*Kosuke Namekata1, Shin Toriumi2, Vladimir Airapetian3,4, Munehito Shoda5, Kyoko Watanabe6, Yuta Notsu7
(1.National Astronomical Observatory of Japan, 2.JAXA, 3.NASA Goddard Space Flight Center, 4. American University, 5.The University of Tokyo, 6.National Defense Academy of Japan, 7.Colorado University)
Keywords:Stellar XUV irradiance , Stellar magnetic activity, Atmospheric escape of exoplanet, Stellar evolution
Kepler Space Telescope and Transiting Exoplanet Survey Satellite (TESS) unveiled that Sun-like stars frequently host exoplanets. These exoplanets are subject to fluxes of ionizing radiation in the form of X-ray and extreme-ultraviolet (EUV) radiation that may cause changes in their atmospheric dynamics and chemistry. While X-ray fluxes can be observed directly, EUV fluxes cannot be observed because of severe interstellar medium absorption. Here, we present a new empirical method to estimate the whole stellar XUV (X-ray plus EUV) and FUV spectra as a function of the stellar unsigned magnetic flux.
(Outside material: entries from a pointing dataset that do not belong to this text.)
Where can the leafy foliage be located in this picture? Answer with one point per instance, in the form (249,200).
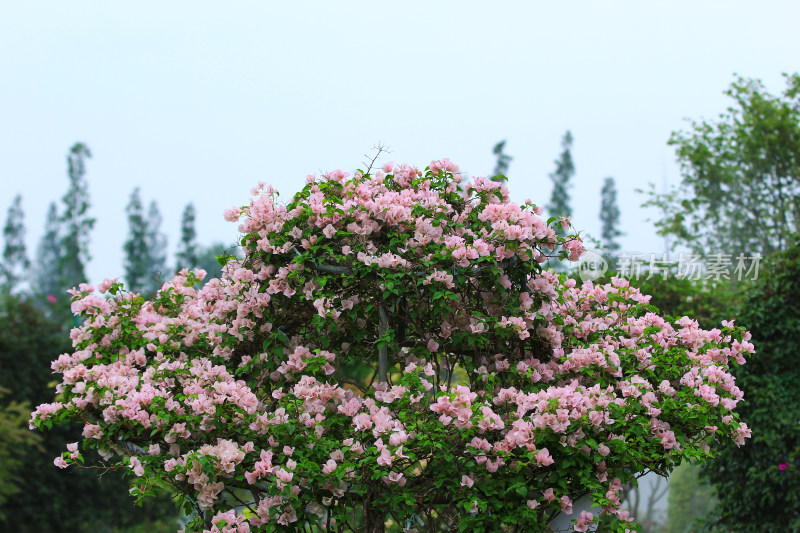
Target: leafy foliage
(758,485)
(39,497)
(739,192)
(15,439)
(501,393)
(691,499)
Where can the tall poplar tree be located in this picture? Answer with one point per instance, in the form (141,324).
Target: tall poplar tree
(47,280)
(187,247)
(503,160)
(76,220)
(156,248)
(609,216)
(15,258)
(137,252)
(565,169)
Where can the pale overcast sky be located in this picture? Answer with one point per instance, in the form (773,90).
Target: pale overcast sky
(198,101)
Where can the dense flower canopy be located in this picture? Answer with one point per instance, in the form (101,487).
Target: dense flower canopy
(498,393)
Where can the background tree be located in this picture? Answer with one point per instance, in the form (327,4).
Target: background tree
(15,258)
(609,216)
(187,246)
(758,485)
(47,280)
(76,220)
(559,199)
(690,498)
(503,160)
(740,191)
(137,251)
(15,439)
(156,248)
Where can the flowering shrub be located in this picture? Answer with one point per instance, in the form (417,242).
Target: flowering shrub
(500,393)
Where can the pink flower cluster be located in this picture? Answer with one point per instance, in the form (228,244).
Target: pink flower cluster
(481,369)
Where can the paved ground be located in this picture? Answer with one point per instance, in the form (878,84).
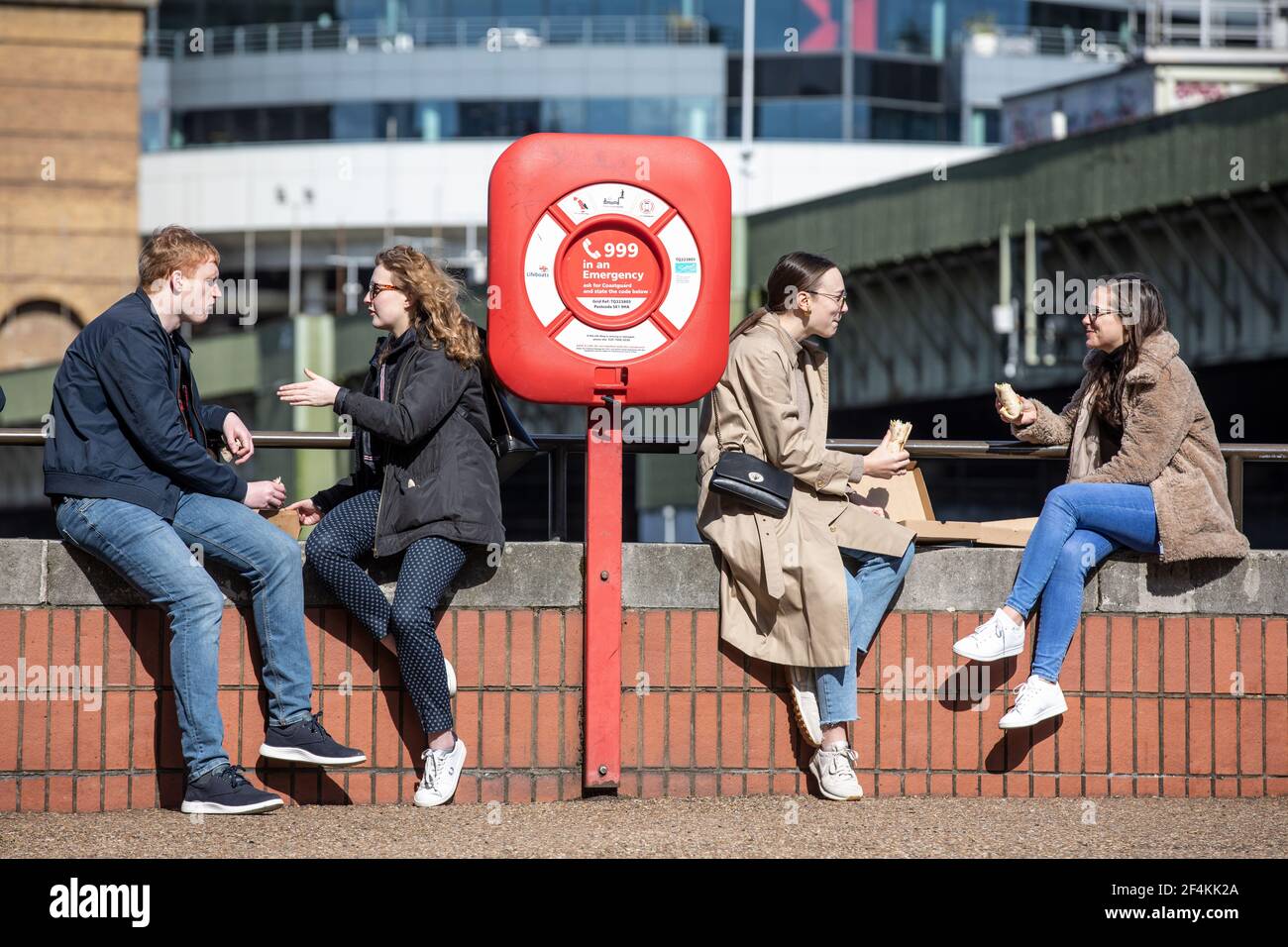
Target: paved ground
(793,826)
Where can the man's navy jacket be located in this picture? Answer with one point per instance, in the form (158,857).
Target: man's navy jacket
(124,405)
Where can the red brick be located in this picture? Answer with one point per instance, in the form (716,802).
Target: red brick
(706,648)
(1276,656)
(1227,729)
(967,751)
(335,646)
(575,639)
(492,750)
(1068,737)
(1173,737)
(1147,759)
(1201,655)
(1122,660)
(1276,741)
(1095,733)
(1227,646)
(890,746)
(143,791)
(9,735)
(1250,641)
(1095,647)
(119,650)
(1147,655)
(784,725)
(522,648)
(732,722)
(493,648)
(679,711)
(706,729)
(1121,735)
(35,716)
(1173,655)
(156,731)
(520,728)
(88,793)
(1201,736)
(549,648)
(1249,738)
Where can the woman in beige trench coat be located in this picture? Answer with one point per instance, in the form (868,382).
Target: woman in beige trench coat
(786,594)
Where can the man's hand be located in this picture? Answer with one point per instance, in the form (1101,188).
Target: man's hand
(317,392)
(308,512)
(885,462)
(237,437)
(265,495)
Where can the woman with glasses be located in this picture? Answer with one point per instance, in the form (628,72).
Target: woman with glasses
(1145,472)
(786,592)
(424,484)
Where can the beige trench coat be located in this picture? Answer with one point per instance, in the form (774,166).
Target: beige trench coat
(782,581)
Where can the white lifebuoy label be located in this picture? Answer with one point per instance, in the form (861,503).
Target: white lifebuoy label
(610,273)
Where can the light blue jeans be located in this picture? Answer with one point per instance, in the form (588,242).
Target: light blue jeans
(1081,525)
(158,558)
(870,590)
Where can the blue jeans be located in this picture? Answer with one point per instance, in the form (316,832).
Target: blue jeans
(1081,525)
(870,590)
(155,557)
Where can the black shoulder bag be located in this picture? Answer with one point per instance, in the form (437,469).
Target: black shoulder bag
(752,480)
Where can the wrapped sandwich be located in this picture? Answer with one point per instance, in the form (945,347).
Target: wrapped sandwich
(900,433)
(1012,405)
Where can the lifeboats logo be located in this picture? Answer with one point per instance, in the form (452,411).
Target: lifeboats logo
(75,899)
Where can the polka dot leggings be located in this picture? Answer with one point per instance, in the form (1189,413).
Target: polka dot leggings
(428,567)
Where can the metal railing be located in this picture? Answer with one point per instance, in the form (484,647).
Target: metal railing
(559,447)
(406,35)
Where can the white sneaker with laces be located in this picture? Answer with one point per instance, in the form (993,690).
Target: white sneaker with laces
(442,774)
(995,639)
(805,702)
(833,768)
(1035,699)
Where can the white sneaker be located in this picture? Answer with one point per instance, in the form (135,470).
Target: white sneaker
(442,774)
(1035,699)
(833,768)
(995,639)
(805,701)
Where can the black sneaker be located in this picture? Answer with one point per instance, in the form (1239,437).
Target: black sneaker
(226,791)
(308,741)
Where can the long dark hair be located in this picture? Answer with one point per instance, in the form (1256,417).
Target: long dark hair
(794,273)
(1140,305)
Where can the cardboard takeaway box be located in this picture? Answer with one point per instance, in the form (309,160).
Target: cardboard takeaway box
(906,500)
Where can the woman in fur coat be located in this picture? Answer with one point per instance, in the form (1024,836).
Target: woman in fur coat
(1145,472)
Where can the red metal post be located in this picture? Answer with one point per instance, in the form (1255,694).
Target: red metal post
(601,764)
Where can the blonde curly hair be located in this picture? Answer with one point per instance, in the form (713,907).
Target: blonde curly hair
(436,312)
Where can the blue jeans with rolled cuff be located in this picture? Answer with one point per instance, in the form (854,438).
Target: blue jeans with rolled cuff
(1081,525)
(161,561)
(870,590)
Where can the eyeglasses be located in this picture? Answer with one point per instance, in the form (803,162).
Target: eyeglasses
(838,296)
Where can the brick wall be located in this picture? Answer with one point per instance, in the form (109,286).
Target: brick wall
(1155,707)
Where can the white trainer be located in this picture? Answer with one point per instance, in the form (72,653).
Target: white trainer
(442,774)
(995,639)
(1035,699)
(833,768)
(805,702)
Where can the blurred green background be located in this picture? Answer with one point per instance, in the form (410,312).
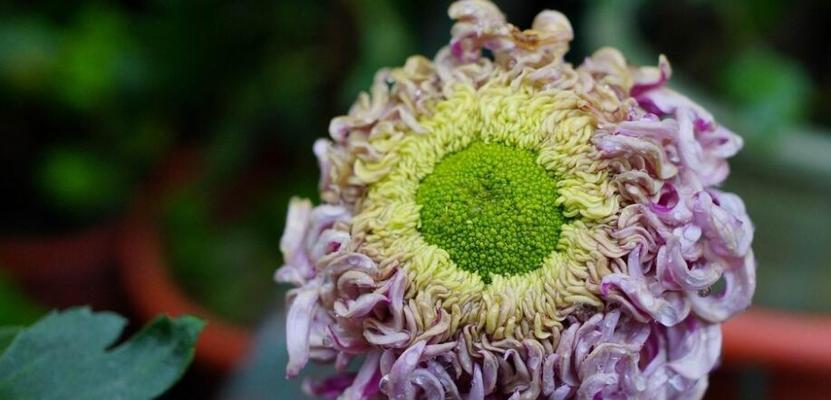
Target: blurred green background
(96,97)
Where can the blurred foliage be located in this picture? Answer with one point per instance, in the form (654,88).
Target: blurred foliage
(16,307)
(226,258)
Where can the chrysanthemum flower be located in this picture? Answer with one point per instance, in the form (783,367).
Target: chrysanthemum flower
(499,224)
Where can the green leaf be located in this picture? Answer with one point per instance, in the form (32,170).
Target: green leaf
(7,334)
(65,355)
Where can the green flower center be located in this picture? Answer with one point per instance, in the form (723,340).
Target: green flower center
(492,208)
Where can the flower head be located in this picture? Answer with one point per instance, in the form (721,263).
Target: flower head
(514,227)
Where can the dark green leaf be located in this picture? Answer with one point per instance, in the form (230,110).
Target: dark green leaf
(7,334)
(64,355)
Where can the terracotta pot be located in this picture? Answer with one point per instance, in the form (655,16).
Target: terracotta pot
(66,269)
(780,340)
(150,288)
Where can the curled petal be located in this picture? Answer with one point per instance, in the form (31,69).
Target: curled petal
(739,285)
(298,325)
(365,384)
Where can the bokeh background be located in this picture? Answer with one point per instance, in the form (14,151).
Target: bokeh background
(149,150)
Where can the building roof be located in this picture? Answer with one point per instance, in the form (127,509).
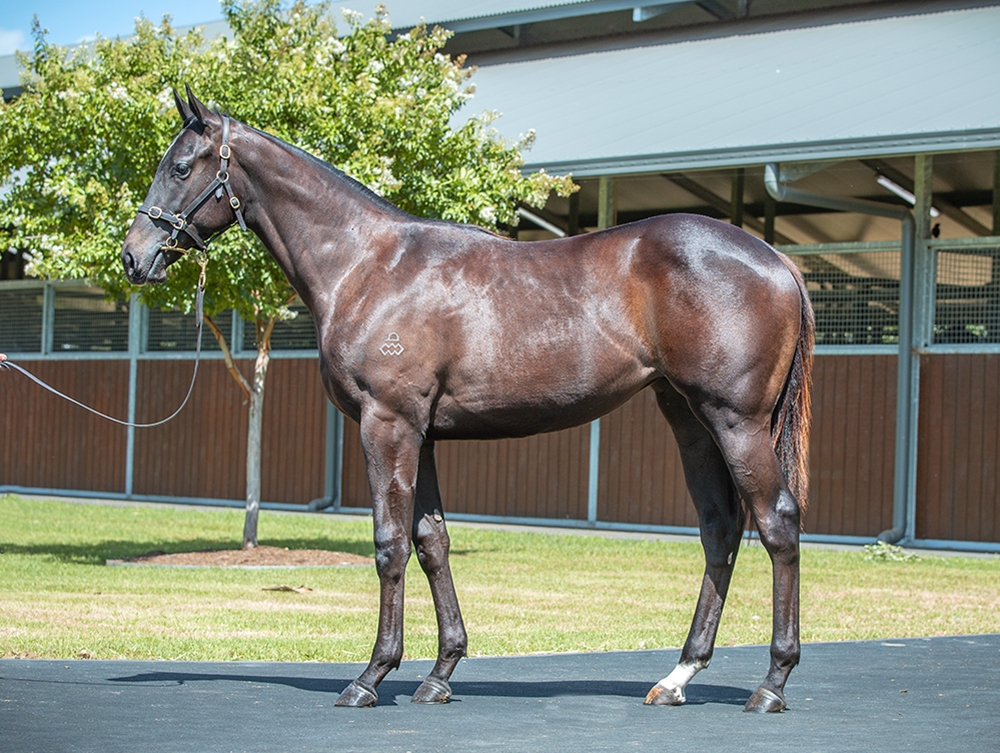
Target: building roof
(891,85)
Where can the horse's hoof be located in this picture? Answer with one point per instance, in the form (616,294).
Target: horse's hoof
(661,695)
(764,701)
(357,697)
(432,690)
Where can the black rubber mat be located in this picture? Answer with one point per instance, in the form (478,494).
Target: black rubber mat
(934,695)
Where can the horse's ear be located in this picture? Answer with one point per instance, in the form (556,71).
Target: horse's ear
(182,107)
(198,110)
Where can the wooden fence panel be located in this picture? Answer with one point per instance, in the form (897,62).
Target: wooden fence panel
(958,447)
(201,452)
(852,448)
(48,443)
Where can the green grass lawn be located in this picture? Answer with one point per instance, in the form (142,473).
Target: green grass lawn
(520,592)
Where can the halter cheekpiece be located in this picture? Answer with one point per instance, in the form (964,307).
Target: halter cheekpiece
(220,184)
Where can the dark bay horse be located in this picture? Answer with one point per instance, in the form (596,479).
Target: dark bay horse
(429,330)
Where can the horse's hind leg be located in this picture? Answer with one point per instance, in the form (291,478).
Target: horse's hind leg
(746,444)
(720,519)
(430,536)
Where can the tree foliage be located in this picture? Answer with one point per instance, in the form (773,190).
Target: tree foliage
(79,147)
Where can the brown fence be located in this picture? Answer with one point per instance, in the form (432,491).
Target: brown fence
(48,443)
(958,452)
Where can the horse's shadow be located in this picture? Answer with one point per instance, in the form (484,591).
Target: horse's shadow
(389,690)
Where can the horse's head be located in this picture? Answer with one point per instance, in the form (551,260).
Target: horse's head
(190,199)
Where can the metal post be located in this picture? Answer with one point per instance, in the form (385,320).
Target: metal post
(135,328)
(925,275)
(996,193)
(606,218)
(736,198)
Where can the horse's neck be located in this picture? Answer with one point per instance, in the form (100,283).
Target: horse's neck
(317,223)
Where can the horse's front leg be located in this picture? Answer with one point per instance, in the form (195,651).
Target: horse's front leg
(430,537)
(392,448)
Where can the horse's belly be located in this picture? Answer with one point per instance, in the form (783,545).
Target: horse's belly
(534,405)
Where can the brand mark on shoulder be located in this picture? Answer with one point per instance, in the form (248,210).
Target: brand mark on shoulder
(391,346)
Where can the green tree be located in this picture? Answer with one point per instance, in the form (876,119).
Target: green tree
(79,148)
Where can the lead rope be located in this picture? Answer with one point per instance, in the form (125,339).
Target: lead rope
(199,322)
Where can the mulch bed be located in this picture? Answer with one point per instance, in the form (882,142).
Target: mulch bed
(261,556)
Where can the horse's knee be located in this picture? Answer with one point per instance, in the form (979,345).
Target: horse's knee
(392,552)
(431,540)
(779,528)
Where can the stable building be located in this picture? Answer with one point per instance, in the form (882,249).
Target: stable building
(861,138)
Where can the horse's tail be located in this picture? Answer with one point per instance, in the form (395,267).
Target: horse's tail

The advantage of this method is that we can evaluate the EUV fluxes from the stellar magnetic fluxes available from the ground-based spectroscopic observations, which is more accessible than previous approaches based on space-based observations (e.g., Lyα). We derived the response of the solar XUV and FUV spectrum (0.1-180 nm) to the total unsigned magnetic flux by using the long-term Sun-as-a-star dataset over 10 yrs in the form of the power-law relation obtained for each wavelength with a spectral resolution of 0.1-1 nm. We applied the scaling relations to active young Sun-like stars (G-dwarfs), EK Dra (G1.5V, age of 120 Myr), π1 Uma (G1.5V, age of 500 Myr) and κ1 Ceti (G5V, age of 600 Myr), and found that the observed spectra (except for the unobservable longward EUV wavelength) are roughly consistent with the extension of the derived solar power-law relations with errors of an order of magnitude. In particular, our scaling relations consistently predict the flux around missing EUV range. This suggests that our empirical model is a valuable method to derive the XUV/FUV fluxes of exoplanet-hosting Sun-like stars (and even the young Sun) including the EUV band mostly absorbed at wavelengths longward of 36 nm. We also discuss differences between the solar extensions and stellar observations at the wavelength in the 2-30 nm band and concluded that simultaneous observations of magnetic and XUV/FUV fluxes are necessary for further validations. Finally, we discuss a possible future application to cooler M/K-dwarfs.